Loans are great choices when you want to develop a major project (like buying or building a house or buying a car). Knowing how to manage your credit options and choosing the loan that best suits your needs and your payment capacity is the best way to ensure that you won’t end up in huge debt.
There are many types of loans. The interests, conditions and amounts vary from institution to institution. The main features that you have to take into consideration before applying for a loan are the following:
The type of loan
There are several options according to your needs and what you plan on doing with the loan. Some of the most common ones are:
Personal loans: you can use them for whatever you need. This type of loan is not under warranty and that’s why the interest rates may be higher.
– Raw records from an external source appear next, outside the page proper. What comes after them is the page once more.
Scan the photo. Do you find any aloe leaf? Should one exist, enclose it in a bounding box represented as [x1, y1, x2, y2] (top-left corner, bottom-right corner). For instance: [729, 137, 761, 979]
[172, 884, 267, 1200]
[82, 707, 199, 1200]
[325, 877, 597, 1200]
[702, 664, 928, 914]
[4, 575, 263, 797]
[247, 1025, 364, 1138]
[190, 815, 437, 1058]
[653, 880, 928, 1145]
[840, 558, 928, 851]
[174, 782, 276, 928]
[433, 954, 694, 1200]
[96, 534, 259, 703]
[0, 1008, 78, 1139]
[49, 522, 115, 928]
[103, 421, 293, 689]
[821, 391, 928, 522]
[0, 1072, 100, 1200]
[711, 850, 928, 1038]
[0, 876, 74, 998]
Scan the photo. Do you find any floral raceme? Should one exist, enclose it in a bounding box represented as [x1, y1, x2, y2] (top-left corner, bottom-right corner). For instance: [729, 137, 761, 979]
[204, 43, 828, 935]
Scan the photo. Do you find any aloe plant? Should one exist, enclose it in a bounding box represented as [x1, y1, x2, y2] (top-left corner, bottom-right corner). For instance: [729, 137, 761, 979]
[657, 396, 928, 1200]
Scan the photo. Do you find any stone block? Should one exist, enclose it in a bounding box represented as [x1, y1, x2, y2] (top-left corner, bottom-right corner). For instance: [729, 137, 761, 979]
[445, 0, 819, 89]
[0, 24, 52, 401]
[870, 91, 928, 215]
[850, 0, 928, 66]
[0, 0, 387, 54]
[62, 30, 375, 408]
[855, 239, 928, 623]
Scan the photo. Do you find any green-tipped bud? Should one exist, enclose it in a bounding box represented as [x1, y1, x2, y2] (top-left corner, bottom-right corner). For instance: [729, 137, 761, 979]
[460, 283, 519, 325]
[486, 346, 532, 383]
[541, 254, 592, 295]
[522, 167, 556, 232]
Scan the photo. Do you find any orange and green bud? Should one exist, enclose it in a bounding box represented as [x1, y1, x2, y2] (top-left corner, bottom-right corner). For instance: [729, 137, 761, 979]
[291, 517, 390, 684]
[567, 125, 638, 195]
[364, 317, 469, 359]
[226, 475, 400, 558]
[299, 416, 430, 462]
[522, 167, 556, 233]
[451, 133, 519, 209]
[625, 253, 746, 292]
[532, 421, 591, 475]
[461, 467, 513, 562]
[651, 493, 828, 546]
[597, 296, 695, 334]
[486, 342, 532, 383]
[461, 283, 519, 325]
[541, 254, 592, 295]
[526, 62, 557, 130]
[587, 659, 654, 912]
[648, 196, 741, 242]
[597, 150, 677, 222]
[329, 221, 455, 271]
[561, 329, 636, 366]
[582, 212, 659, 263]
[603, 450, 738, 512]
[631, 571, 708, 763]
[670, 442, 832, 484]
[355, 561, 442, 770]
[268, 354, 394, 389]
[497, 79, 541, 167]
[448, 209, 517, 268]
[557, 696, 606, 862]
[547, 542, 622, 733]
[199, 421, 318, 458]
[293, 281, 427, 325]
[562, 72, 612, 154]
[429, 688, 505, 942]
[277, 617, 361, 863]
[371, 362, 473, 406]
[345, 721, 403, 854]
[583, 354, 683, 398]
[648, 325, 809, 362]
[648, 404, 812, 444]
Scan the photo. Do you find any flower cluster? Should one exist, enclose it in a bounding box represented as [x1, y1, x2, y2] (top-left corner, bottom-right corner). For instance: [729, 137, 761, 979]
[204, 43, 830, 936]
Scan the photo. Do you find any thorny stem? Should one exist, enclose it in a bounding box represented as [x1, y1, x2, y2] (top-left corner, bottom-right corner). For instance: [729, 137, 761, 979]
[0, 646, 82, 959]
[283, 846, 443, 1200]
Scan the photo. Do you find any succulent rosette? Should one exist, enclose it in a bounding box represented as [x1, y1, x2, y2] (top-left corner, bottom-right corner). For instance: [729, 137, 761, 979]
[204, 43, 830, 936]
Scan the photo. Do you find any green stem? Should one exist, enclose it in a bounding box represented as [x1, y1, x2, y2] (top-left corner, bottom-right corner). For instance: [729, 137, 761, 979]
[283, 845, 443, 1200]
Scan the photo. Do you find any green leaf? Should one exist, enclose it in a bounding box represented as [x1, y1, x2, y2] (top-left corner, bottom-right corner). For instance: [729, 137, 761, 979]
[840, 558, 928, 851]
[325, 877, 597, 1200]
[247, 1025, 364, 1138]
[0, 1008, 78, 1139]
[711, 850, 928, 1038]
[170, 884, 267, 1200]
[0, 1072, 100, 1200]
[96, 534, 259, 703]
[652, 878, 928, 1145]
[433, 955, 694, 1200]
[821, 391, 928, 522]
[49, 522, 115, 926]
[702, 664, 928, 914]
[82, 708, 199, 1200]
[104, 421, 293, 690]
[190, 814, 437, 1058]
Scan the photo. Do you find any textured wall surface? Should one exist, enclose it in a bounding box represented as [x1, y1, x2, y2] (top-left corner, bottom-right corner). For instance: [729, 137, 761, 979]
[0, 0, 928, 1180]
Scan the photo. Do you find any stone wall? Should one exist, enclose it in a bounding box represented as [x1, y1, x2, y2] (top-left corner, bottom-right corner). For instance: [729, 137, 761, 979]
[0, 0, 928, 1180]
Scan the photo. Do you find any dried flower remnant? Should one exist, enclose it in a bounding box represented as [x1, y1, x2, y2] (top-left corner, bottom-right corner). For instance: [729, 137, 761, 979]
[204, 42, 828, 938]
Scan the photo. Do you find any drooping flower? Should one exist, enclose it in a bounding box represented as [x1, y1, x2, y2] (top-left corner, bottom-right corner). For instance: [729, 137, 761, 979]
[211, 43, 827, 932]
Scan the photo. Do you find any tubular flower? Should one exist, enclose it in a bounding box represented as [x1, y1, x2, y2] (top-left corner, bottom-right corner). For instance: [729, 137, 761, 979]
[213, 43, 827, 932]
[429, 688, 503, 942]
Mortgage loans: they are intended for buying a property. The property will be under warranty if you’re unable to pay off the loan. Analyze your options well and choose a mortgage loan that you can afford in the short term, since the market fluctuations can generate an interest debt that you’ll be unable to cover with the cost of the property.
Vehicle loans: designed for buying a vehicle, they can be used for a new vehicle or a used one. They usually ask you for a percentage of the value of the vehicle and then you’ll pay monthly fees. Look for fixed-rate loans: this way, your monthly payments will always be the same, guaranteed.
Business loans: they’re used to develop a project, like a working capital. There are specialized SME loans that offer a very low interest rate and are very suitable for opening or growing a business.
It’s the interest rate that’s applied to a loan for a whole year. You have to pay attention to the information related to the APR you’re going to have to pay and choose the product that fits your budget.
Another important point to consider are the administrative and maintenance costs of every type of loan. The difference in costs can be considerable among financial institutions, so asking for information related to costs should be a priority before selecting a loan.
In the majority of cases, you will have to pay a guarantee in the event of disability or death, so the financial institution will be sure that the loan will be paid back to them. Part of the cost of your loan includes the payment of the guarantee and it’s important that you know the conditions to be able to use it if necessary.